Once the Patch Springs Fire was mostly contained, the crew was reallocated to help battle the Howard Fire in Payette National Forest, about two hours north of Boise, Idaho. Wilson said the crew drove nine hours to get to their campsite.
“The Howard Fire was about 200 acres, but it was very steep-sloped mountains,” he said. “This area we were trying to prevent the fire from spreading, but then also it’s endangered bull trout habitat in the Snake River along there. So they were trying to minimize the amount of ash that got into the river.”
Because of the steep incline of the mountain, the crew could not see one another up ahead. One day, Wilson said, he had to avoid a log that had gotten loose and rolled down the mountain into the valley where he was working. Physically, Wilson said he was fine: he works out at Crossfit Dover. The most difficult part of firefighting, he said, was the mental aspect, fighting the daily grind of the job. All told, Wilson was gone from Aug. 11 to Aug. 28
Originally from Pennsylvania, Wilson is a graduate of University of Delaware who has worked for the center for a year-and-a-half. He spent the previous nine years at the Department of Natural Resources and Environmental Control.
Despite living in Dover, Wilson said he enjoys coming to the beach along with his wife, Kerry, and daughters Shay, 9, and Sadie, 4. He said before he had kids, the Wilsons liked to go hiking together: Wilson proposed to his wife while on a hiking trip near Calgary, Alberta, Canada. Wilson said he has tried to instill a love of camping in his kids, taking trips to Chincoteague, Va.
The firefighting excursion wasn’t always easy for the family, Wilson said, especially when the crew moved to Idaho where there was no cell phone service.

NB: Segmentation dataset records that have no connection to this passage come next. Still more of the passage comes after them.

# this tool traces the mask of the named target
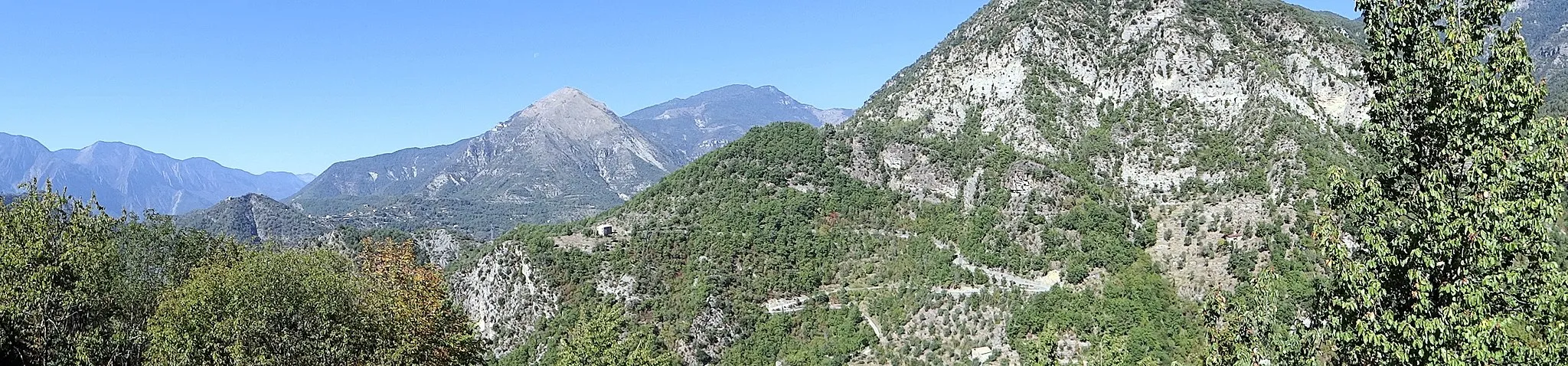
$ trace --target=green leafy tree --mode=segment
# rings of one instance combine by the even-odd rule
[[[384,344],[381,364],[478,364],[483,344],[467,313],[447,297],[441,270],[419,264],[412,242],[364,240],[359,270],[367,302]]]
[[[0,360],[127,363],[140,325],[116,302],[127,283],[111,234],[122,221],[47,188],[0,209]]]
[[[1560,364],[1568,276],[1551,261],[1568,124],[1537,118],[1508,0],[1359,0],[1383,165],[1341,178],[1322,225],[1333,364]],[[1344,173],[1341,173],[1344,174]]]
[[[155,364],[477,364],[481,344],[411,243],[249,251],[196,269],[149,322]]]
[[[251,251],[196,269],[158,305],[147,360],[365,364],[376,339],[350,267],[329,251]]]
[[[590,305],[561,338],[555,366],[674,364],[652,333],[630,324],[618,306]]]
[[[0,364],[140,364],[163,289],[238,247],[53,187],[0,206]]]

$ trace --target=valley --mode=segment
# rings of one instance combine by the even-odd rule
[[[1568,360],[1568,0],[1414,8],[993,0],[855,110],[560,88],[320,174],[0,134],[0,181],[67,188],[0,190],[0,280],[108,269],[60,292],[151,325],[78,363]],[[224,335],[279,319],[328,336]]]

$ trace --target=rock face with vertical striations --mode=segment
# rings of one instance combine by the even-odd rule
[[[1361,163],[1358,31],[1276,0],[994,0],[848,121],[751,129],[481,258],[626,298],[688,364],[1201,363],[1204,297],[1314,265],[1303,223]],[[629,119],[706,126],[701,105]],[[583,256],[539,259],[560,251]]]
[[[563,88],[474,138],[334,163],[289,203],[334,223],[495,237],[615,207],[677,162],[604,104]]]

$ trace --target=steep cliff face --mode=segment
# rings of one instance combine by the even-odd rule
[[[1370,93],[1350,25],[1279,2],[993,2],[845,124],[847,168],[966,209],[994,195],[994,229],[1027,232],[994,240],[1033,253],[1077,229],[1030,217],[1121,206],[1200,298],[1236,283],[1215,247],[1267,251],[1247,231],[1295,232],[1295,204],[1353,165]]]
[[[688,364],[1195,361],[1195,300],[1311,267],[1327,171],[1359,165],[1356,31],[1273,0],[997,0],[840,126],[753,129],[480,258],[629,303]]]

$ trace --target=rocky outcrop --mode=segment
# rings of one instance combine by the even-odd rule
[[[453,300],[469,313],[495,357],[527,344],[543,320],[560,314],[560,294],[510,242],[448,275],[448,283]]]

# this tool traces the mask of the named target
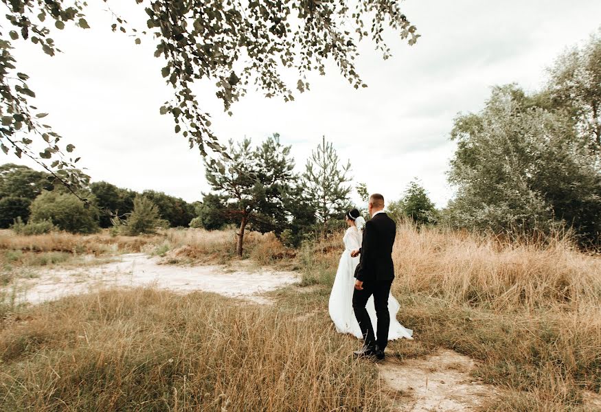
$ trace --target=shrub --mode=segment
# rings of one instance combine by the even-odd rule
[[[26,236],[43,235],[58,230],[50,220],[30,220],[25,223],[21,216],[14,220],[14,223],[10,226],[10,229],[17,234]]]
[[[71,193],[45,192],[32,203],[32,220],[49,220],[55,226],[73,233],[98,231],[98,211],[87,207]]]
[[[0,229],[6,229],[16,218],[25,222],[30,217],[32,201],[23,197],[8,196],[0,199]]]
[[[153,233],[157,227],[166,227],[169,222],[160,218],[159,208],[149,198],[137,196],[133,201],[133,211],[121,231],[124,234],[136,236],[143,233]]]

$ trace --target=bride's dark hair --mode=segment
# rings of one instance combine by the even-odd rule
[[[358,217],[361,216],[361,214],[359,213],[359,211],[356,209],[351,209],[348,211],[346,212],[346,217],[350,219],[351,220],[354,220]]]

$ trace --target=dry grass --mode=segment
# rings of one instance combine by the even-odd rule
[[[235,254],[236,231],[206,231],[202,229],[170,229],[155,253],[164,255],[170,263],[225,264]],[[273,233],[247,232],[243,258],[261,265],[273,264],[293,258],[294,251],[284,247]]]
[[[93,253],[117,244],[110,247],[152,249],[177,263],[234,258],[234,231],[171,229],[120,244],[70,236],[2,233],[0,249],[60,253],[82,244]],[[273,234],[248,235],[246,258],[297,264],[303,285],[316,285],[273,293],[273,308],[137,291],[70,298],[5,321],[0,400],[16,410],[219,410],[225,398],[232,411],[380,410],[385,405],[365,394],[372,369],[347,357],[356,341],[334,333],[327,314],[341,238],[306,243],[293,258]],[[399,225],[394,257],[398,317],[416,337],[391,344],[397,357],[444,347],[480,360],[477,376],[506,389],[487,411],[594,410],[585,400],[601,392],[601,259],[565,239],[501,242],[407,224]]]
[[[491,411],[588,410],[601,392],[601,259],[546,244],[404,224],[394,293],[418,339],[483,361],[510,391]],[[592,410],[592,409],[591,409]]]
[[[293,309],[152,290],[5,319],[0,411],[383,411],[355,342]]]
[[[54,232],[32,236],[16,235],[12,230],[0,230],[0,250],[27,252],[64,252],[100,255],[124,252],[139,252],[148,244],[158,243],[163,236],[112,236],[108,231],[94,235]]]
[[[567,239],[499,244],[405,224],[394,255],[398,293],[501,311],[581,310],[596,306],[601,297],[601,259],[579,253]]]
[[[303,284],[331,285],[342,233],[305,245]],[[490,411],[593,411],[601,393],[601,259],[567,239],[545,244],[401,223],[394,251],[398,319],[416,347],[444,347],[481,361],[477,375],[504,387]],[[415,351],[412,354],[412,351]]]

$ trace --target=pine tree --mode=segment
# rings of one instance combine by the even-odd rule
[[[324,230],[332,218],[341,216],[350,205],[352,187],[348,173],[350,162],[343,165],[334,145],[325,136],[307,160],[304,183],[309,198],[315,207],[317,221]]]

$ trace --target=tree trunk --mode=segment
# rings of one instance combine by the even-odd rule
[[[236,253],[242,258],[242,244],[244,242],[244,229],[248,222],[248,215],[245,214],[242,216],[242,222],[240,222],[240,231],[237,233],[238,240],[236,242]]]

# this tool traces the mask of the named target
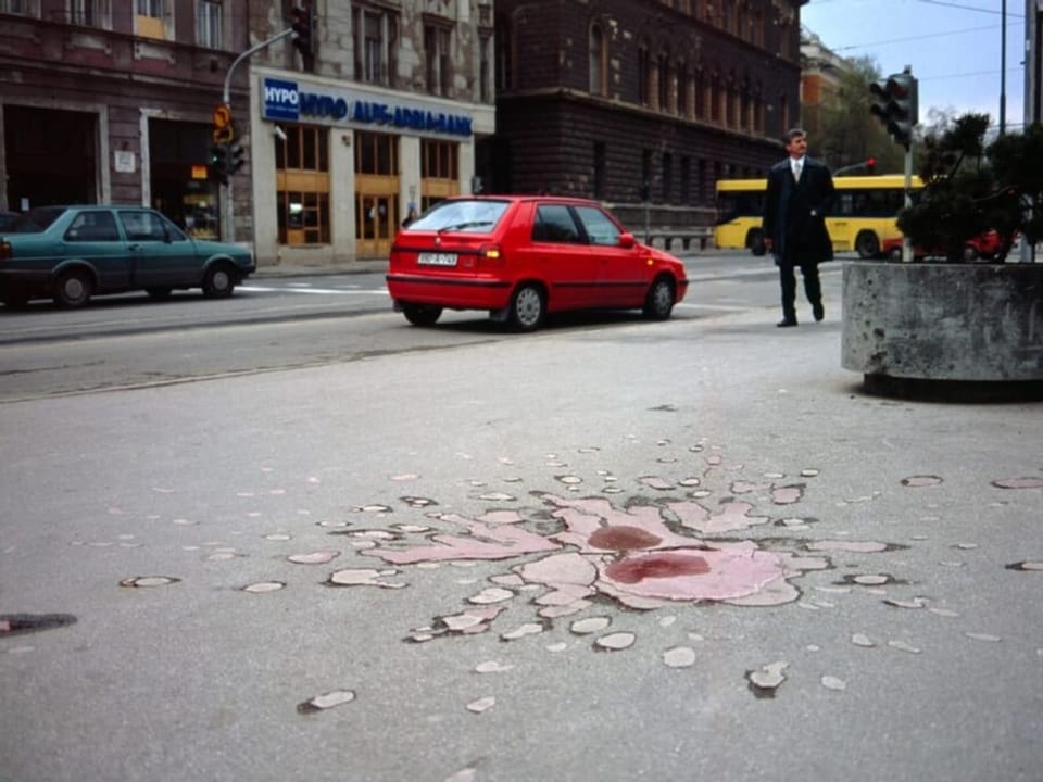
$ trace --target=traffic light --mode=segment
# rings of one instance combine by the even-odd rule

Wilson admitted it was a bit of an adjustment coming back. He was forced to jump right back into work at the Center for the Inland Bays, preparing a presentation for a Sept. 6 scientific and technical advisory committee meeting.
Still, Wilson said he plans to go into the line of fire again.
“For me, it really put things into perspective in my life,” he said of the excursion. “I think it’s one of those things that you’re doing for a good reason. You can learn a lot about yourself doing it.”
Editor's note: An earlier version of this story incorrectly identified the agency that trains and dispatches firefighters.